South Korean exports rose at a much faster-than-expected pace in April, surging for a sixth straight month helped by robust demand for high-tech memory chips, adding confirmation to perceptions of broad recovery in the global economy.
South Korean exports rose at a much faster-than-expected pace in April, surging for a sixth straight month helped by robust demand for high-tech memory chips, adding confirmation to perceptions of broad recovery in the global economy. Investors will hone in on the breakdowns by export destination due later in the day, as South Korean exports face renegotiation of a free trade deal with the United States. U.S. President Donald Trump said last week he was seeking to change the deal or scrap it entirely.
Preliminary data showed April’s exports soared 24.2 percent from a year earlier to $51.01 billion, while imports also surged 16.6 percent to $37.75 billion, the Ministry of Trade, Industry and Energy said. This produced a $13.25 billion trade surplus, jumping sharply from the $6.27 billion surplus in March.
With the general downturn in the shipbuilding industry, every ship delivery results in spikes in data, but even without the ship deliveries, exports would still have risen 16.8 percent on-year in April, the trade ministry said. “It will be difficult for exports to maintain growth in the 20-percent range, we’ll likely see growth slow a bit in the second half of the year as the base effects subside from crude oil products which drove export growth in the first quarter,” said Park Sang-hyun, chief economist at HI Investment & Securities.

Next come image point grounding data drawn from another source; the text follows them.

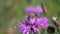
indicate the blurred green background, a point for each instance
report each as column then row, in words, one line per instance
column 13, row 10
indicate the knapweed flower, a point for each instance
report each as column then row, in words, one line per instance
column 50, row 29
column 43, row 22
column 32, row 25
column 31, row 22
column 32, row 9
column 29, row 26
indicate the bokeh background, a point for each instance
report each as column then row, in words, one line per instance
column 13, row 10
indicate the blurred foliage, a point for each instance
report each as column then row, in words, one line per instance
column 13, row 10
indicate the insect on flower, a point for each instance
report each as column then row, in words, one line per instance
column 50, row 29
column 31, row 22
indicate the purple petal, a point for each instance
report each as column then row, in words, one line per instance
column 43, row 22
column 36, row 29
column 32, row 9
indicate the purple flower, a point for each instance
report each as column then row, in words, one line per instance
column 25, row 27
column 32, row 9
column 43, row 22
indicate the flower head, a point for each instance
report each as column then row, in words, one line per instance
column 42, row 21
column 32, row 9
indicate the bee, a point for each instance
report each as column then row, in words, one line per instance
column 50, row 29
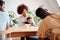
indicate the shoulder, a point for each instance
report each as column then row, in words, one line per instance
column 29, row 15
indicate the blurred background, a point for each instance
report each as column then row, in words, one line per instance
column 53, row 6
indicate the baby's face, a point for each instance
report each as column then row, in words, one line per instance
column 30, row 21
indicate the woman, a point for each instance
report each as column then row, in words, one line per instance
column 50, row 22
column 22, row 10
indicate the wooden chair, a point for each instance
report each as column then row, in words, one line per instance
column 56, row 32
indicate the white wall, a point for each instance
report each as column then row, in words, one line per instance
column 51, row 5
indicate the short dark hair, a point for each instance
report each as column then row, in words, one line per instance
column 21, row 8
column 40, row 12
column 29, row 18
column 2, row 2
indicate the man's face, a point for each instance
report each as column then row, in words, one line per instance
column 2, row 8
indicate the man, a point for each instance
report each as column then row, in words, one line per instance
column 50, row 22
column 4, row 19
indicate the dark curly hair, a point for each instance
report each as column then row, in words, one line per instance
column 21, row 8
column 2, row 2
column 40, row 12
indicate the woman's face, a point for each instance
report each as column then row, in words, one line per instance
column 24, row 12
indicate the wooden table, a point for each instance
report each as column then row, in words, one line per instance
column 21, row 31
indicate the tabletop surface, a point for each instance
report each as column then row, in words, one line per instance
column 19, row 29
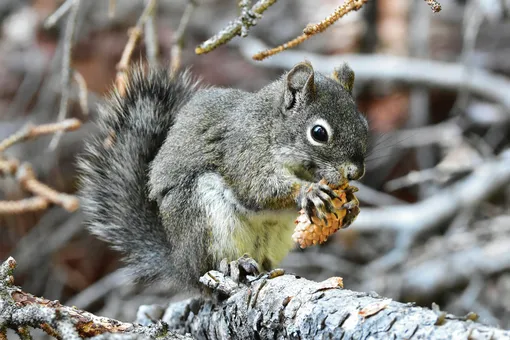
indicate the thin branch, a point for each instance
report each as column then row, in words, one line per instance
column 397, row 69
column 436, row 6
column 175, row 63
column 65, row 80
column 151, row 38
column 58, row 14
column 134, row 35
column 30, row 131
column 312, row 29
column 112, row 4
column 28, row 180
column 21, row 309
column 236, row 27
column 83, row 93
column 24, row 205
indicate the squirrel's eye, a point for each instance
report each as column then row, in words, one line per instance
column 319, row 134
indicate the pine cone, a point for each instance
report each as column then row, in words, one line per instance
column 313, row 232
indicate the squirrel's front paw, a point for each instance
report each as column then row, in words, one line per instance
column 316, row 200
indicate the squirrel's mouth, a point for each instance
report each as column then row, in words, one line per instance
column 306, row 171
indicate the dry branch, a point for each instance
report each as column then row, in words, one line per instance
column 235, row 28
column 134, row 35
column 282, row 307
column 288, row 307
column 65, row 78
column 26, row 176
column 312, row 29
column 19, row 309
column 398, row 69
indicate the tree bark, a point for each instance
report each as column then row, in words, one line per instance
column 289, row 307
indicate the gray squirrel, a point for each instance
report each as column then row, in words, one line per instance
column 181, row 177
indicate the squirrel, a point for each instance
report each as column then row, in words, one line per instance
column 181, row 177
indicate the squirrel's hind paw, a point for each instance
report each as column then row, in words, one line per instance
column 241, row 269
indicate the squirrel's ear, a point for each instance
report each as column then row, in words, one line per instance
column 345, row 76
column 300, row 85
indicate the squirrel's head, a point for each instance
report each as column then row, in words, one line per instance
column 323, row 134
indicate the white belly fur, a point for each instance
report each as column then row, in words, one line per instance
column 236, row 230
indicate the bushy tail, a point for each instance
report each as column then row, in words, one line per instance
column 114, row 168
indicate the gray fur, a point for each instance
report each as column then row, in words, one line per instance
column 233, row 164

South Korean financial markets are closed on Monday for a public holiday. South Korean Finance Minister Yoo Il-ho said on Sunday that Seoul was gearing up for trade negotiations, although it had not yet received official requests for talks from Washington. The trade ministry said exports to nearly all key customers rose in April with the exception of the Middle East. Shipments to China, it said, rose 10.2 percent in April on-year. The average export value per working day was $2.27 billion in April, compared to $2.04 billion in March, according to Reuters calculations.
Exports have been gaining since November last year, bolstering economic growth in the first quarter. Central bank data last week showed first-quarter gross domestic product growth was a faster-than-expected 0.9 percent, the quickest in three quarters. Last week, the trade ministry upgraded its export outlook for the year to between 6 and 7 percent growth from 2.9 percent seen previously.